Descriviamo il caso di un uomo di 65 anni venuto alla nostra osservazione con un quadro suggestivo di SEUa, con decorso clinico caratterizzato da insufficienza renale acuta (IRA) a rapida progressione che ha reso necessario il trattamento sostitutivo renale e da un quadro stabile di compromissione ematologica come marker di una forma non severa e autolimitante. Il monitoraggio clinico e laboratoristico ci ha permesso di non ricorrere a terapie specifiche come la plasmaferesi e/o il blocco del complemento con eculizumab. A distanza di meno di due settimane dal ricovero ospedaliero, si è avuta sia la ripresa spontanea della diuresi con recupero progressivo della funzione renale sia la contemporanea remissione ematologica.

Lo screening genetico ha evidenziato una mutazione in eterozigosi del fattore B del complemento (CFB) non descritta in letteratura e quindi non ancora caratterizzata dal punto di vista della correlazione genotipo/fenotipo, anche per l’estrema rarità delle forme da alterazione del CFB.

In conclusione, la presenza di una nuova mutazione a carico del CFB come quella da noi descritta è probabilmente associata allo sviluppo di SEUa ma non ha comportato una prognosi sfavorevole, come in genere riportato in letteratura per le varianti note del CFB.

Parole chiave: Fattore B del complemento, Insufficienza renale acuta., Microangiopatie trombotiche, Sindrome emolitica uremica atipica

Introduzione

La Sindrome Emolitico-Uremica (SEU) è una patologia rara caratterizzata sul piano clinico da emolisi microangiopatica, consumo piastrinico e danno multiorgano con prevalente interessamento renale e sul piano istologico da una microangiopatia trombotica sistemica (1).

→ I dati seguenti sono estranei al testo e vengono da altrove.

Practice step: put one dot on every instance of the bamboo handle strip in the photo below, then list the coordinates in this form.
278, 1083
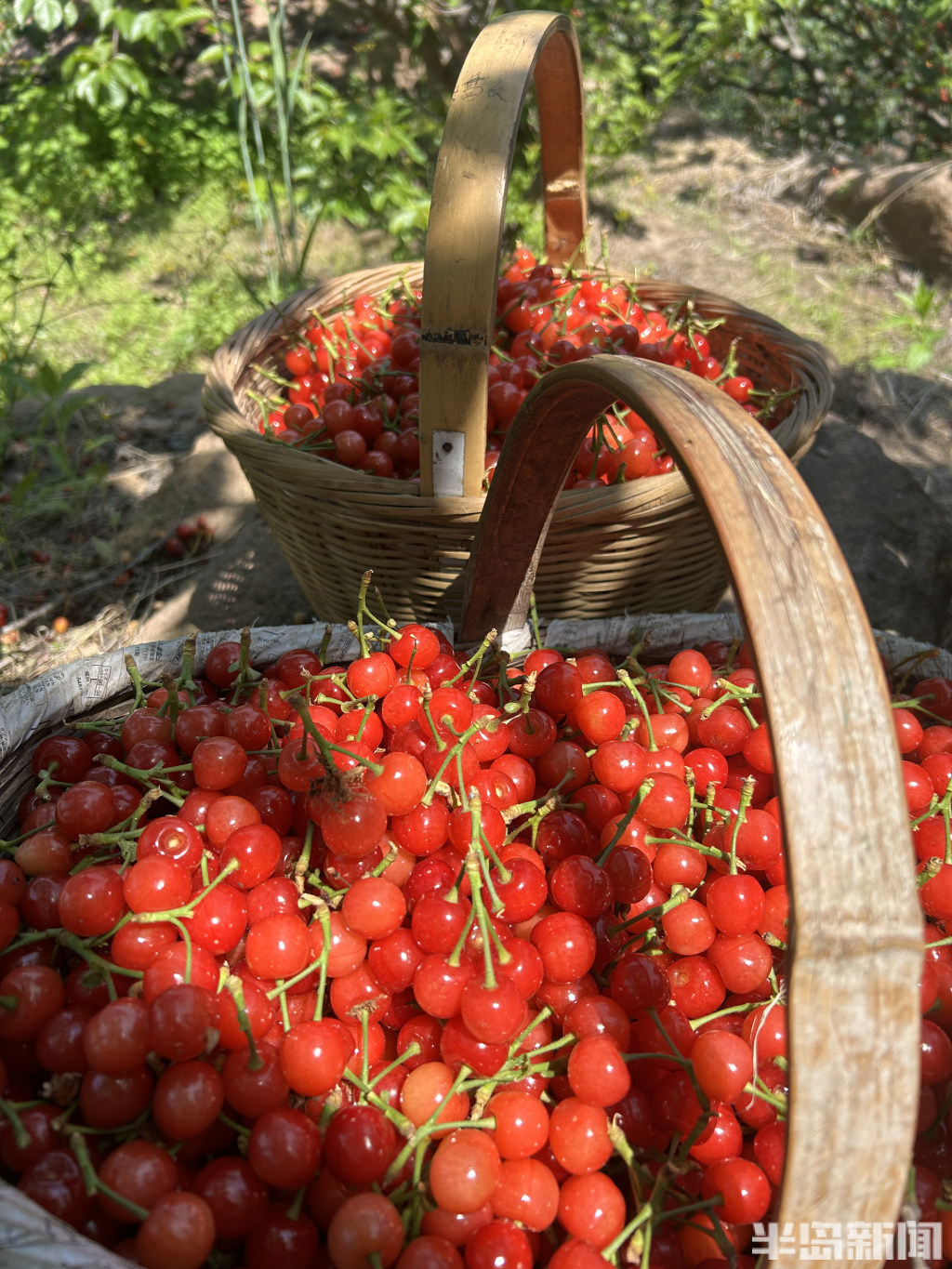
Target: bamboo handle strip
468, 214
857, 927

Nella maggior parte dei casi (85-90%), la SEU è associata a un’infezione enterica da ceppi di Escherichia coli produttori di Shiga-like o verocitotossine (STEC-VTEC); tale forma interessa prevalentemente l’età pediatrica e viene definita come forma “tipica” (2).

Più raramente, in circa il 10-15% dei casi, la SEU non è causata da batteri produttori di verocitotossine ed è definita atipica (SEUa); essa riconosce, più spesso, come meccanismo patogenetico un disordine della regolazione della via alternativa del complemento. Questa forma può manifestarsi a qualsiasi età della vita e si presenta maggiormente in forma sporadica e solo nel 20% in forma familiare. In più della metà dei casi, la SEUa è associata a mutazioni in eterozigosi a carico dei geni che codificano per le proteine regolatrici del complemento come Fattore H (CFH), Fattore I (CFI), Cofattore proteico di membrana (MCP), Fattore B (CFB) e C3 (3 – 5). In aggiunta a tali mutazioni genetiche, la SEUa può essere causata da anticorpi anti-FH (AbAnti-FH) che interferiscono con la regione C-terminale del CFH determinando una deficienza funzionale acquisita del CFH; lo sviluppo di tali anticorpi è associato a una delezione in omozigosi del gene CFHR1, responsabile della sintesi di una molecola altamente omologa al CFH (6, 7). Inoltre, nelle SEUa sono state identificate mutazioni anche a livello del sistema di attivazione della coagulazione con particolare riguardo alla trombomodulina (8) e al plasminogeno (9) e, recentemente, a carico della diacil-glicerolo-chinasi epsilon (DGKe), una chinasi espressa a livello endoteliale con funzione regolatrice nell’attivazione piastrinica e nella coagulazione, caratterizzate da una precoce manifestazione, generalmente entro il primo anno di vita (10).